DEREGISTRATION OF SECURITIES
These Post-Effective Amendments (these “Post-Effective Amendments”) filed by SunOpta Inc. (the “Registrant”) relate to
the following registration statements on Form S-3 (together, the “Registration Statements”):
1. Registration Statement No. 333-180647, filed with the U.S. Securities and Exchange Commission
(the “Commission”) on April 10, 2012, as amended on June 25, 2012 and July 19, 2012, relating to the resale of up to 850,000 common shares, no par value, of the Registrant (the “Common Shares”) by a selling
security holder;
2. Registration Statement No. 333-109016, filed with the Commission on
September 22, 2003, as amended September 30, 2003, relating to the resale of up to 196,809 Common Shares by selling security holders;
3. Registration Statement No. 333-104423, filed with the Commission on April 10, 2003, as
amended July 14, 2003 and July 25, 2003, relating to the resale of up to 1,863,744 Common Shares by selling security holders;
4.
Registration Statement No. 333-83096, filed with the Commission on February 20, 2002, as amended February 27, 2002, relating to the resale of up to 4,250,000 Common Shares by selling security
holders;
5. Registration Statement No. 333-65656, filed with the Commission on July 23,
2001, as amended July 27, 2001 and August 15, 2001, relating to the resale of up to 5,358,794 Common Shares by selling security holders; and
6. Registration Statement No. 333-62388, filed with the Commission on June 6, 2001, as
amended June 21, 2001, relating to the resale of up to 112,500 Common Shares by a selling security holder.
On May 1, 2026,
pursuant to the Arrangement Agreement, dated February 6, 2026 (the “Arrangement Agreement”) by and among the Registrant, Pegasus BidCo B.V., a private company with limited liability incorporated under the laws of the Netherlands
(“Parent”), and 2786694 Alberta Ltd., a corporation formed under the laws of the Province of Alberta and a wholly-owned subsidiary of Parent (“Purchaser”), Purchaser acquired all of the issued and outstanding common shares of
the Company, including the common shares issuable on the exchange of the Company’s issued and outstanding shares of Series B-1 Preferred Stock, by way of a court-approved statutory plan of arrangement
under the Canada Business Corporations Act. As a result of the transactions contemplated by the Arrangement Agreement, the Registrant has terminated any and all offerings and sales of securities pursuant to the Registration Statements.

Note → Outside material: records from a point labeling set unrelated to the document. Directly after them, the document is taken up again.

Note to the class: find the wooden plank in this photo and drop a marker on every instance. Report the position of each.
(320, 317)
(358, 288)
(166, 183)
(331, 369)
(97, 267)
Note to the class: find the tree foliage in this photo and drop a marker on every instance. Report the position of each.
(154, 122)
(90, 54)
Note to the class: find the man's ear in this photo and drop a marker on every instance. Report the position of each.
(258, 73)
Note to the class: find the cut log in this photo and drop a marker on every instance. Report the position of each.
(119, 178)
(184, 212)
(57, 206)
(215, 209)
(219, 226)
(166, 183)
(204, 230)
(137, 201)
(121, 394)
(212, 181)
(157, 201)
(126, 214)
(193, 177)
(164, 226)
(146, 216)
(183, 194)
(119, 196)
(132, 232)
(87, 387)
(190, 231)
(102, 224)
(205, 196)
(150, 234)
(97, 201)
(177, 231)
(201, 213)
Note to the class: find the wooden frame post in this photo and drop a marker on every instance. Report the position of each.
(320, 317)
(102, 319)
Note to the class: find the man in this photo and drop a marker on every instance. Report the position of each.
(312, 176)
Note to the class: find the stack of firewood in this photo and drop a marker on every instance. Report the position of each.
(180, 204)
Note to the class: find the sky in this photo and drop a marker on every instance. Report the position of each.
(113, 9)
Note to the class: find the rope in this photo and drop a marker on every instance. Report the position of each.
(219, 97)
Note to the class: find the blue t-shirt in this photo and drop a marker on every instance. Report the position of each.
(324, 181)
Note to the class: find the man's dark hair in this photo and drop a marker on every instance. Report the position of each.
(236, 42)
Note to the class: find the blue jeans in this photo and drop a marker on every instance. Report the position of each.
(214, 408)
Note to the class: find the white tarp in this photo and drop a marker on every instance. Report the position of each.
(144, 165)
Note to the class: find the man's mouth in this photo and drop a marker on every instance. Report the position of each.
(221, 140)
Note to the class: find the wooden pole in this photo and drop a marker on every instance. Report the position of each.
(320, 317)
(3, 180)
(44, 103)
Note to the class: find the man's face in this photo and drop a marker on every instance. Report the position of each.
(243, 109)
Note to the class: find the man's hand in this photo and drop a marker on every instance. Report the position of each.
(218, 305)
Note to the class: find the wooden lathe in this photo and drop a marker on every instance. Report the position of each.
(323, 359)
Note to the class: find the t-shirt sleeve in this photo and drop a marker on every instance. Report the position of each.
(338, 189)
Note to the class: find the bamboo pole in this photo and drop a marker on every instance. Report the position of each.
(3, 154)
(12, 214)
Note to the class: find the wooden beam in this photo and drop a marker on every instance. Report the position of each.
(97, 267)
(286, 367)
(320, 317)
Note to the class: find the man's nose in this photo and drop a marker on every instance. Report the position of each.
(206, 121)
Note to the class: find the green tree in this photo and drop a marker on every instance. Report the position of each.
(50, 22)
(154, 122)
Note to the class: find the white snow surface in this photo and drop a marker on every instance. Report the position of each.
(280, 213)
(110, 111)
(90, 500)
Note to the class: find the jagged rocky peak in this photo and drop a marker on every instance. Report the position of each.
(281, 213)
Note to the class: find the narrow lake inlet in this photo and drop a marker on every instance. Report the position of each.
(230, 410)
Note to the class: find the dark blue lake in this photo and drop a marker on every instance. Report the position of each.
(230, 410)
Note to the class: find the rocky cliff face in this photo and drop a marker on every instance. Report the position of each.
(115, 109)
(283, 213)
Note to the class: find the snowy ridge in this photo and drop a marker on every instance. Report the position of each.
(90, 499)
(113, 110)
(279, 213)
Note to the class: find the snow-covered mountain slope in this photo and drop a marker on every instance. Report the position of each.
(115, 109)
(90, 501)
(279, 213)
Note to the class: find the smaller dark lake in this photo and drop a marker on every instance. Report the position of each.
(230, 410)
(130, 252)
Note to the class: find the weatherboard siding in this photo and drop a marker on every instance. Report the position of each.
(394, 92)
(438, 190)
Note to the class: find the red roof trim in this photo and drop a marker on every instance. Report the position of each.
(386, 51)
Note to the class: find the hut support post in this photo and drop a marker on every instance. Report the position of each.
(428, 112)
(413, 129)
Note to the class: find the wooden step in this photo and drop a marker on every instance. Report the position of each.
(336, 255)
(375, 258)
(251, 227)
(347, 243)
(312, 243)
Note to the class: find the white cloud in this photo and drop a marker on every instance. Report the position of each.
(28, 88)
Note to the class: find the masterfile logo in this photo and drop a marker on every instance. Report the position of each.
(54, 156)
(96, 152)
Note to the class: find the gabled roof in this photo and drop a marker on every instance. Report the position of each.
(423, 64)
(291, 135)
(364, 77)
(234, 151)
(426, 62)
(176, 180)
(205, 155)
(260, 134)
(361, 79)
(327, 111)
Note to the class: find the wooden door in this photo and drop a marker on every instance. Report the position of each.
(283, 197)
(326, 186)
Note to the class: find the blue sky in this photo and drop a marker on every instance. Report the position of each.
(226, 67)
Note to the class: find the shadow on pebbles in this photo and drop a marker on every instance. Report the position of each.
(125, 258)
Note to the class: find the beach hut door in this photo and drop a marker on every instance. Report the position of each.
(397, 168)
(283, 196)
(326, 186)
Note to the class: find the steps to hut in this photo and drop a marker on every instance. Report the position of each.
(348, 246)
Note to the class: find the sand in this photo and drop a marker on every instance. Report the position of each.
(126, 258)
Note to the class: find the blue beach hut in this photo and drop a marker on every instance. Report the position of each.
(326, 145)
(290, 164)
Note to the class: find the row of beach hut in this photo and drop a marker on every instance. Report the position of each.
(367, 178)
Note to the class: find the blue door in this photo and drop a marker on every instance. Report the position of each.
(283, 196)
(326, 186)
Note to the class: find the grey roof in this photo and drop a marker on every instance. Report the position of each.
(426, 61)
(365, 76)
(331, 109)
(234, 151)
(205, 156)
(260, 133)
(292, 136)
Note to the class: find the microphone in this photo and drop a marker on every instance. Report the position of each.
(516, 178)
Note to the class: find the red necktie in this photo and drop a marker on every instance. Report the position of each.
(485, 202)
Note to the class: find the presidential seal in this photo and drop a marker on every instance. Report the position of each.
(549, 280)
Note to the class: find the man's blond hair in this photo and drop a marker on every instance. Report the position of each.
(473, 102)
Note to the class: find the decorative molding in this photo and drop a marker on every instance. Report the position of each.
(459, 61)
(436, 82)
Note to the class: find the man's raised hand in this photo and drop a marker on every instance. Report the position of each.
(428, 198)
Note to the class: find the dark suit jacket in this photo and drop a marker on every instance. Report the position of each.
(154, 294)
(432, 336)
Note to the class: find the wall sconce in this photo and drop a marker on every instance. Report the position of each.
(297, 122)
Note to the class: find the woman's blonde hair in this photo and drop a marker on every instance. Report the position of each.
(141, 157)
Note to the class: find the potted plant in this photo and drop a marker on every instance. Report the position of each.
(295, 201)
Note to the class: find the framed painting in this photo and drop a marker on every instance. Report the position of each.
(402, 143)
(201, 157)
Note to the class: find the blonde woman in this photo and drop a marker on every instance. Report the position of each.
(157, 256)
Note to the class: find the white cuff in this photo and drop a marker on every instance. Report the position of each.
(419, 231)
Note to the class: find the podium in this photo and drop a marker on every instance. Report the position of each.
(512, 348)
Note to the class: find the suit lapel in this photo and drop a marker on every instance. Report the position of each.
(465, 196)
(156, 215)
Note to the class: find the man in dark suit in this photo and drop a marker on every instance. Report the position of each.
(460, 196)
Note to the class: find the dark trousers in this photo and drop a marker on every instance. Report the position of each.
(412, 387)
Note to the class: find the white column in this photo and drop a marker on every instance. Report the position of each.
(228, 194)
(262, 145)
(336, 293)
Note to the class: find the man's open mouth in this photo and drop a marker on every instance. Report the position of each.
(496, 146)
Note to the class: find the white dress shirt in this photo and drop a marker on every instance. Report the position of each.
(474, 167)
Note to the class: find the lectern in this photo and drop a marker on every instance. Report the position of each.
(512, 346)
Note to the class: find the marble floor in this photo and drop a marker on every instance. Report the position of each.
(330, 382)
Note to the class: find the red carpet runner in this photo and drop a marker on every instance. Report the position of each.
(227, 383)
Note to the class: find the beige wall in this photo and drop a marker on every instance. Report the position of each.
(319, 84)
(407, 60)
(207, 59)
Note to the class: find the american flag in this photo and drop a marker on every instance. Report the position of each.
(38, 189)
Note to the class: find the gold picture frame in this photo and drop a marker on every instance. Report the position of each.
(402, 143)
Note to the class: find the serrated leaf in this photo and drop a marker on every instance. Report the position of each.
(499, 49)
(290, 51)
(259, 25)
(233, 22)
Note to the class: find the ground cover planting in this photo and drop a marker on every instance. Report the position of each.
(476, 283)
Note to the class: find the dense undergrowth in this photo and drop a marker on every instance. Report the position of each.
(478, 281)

In accordance with the undertakings made by the Registrant in each of the Registration Statements to remove from registration, by means of a post-effective amendment, any of the securities of the Registrant registered under such Registration
Statement which remain unsold at the termination of the offering, the Registrant hereby terminates the effectiveness of the Registration Statements and removes from registration all of the securities that remain unsold under the Registration
Statements as of the date hereof, if any.
The Registrant is filing these Post-Effective Amendments to withdraw and remove from
registration all securities registered pursuant to the Registration Statements that remain unsold as of the date hereof. The Registration Statements are hereby amended, as appropriate, to reflect the deregistration of such securities. After giving
effect to these Post-Effective Amendments, there will be no remaining securities registered by the Registrant pursuant to the Registration Statements.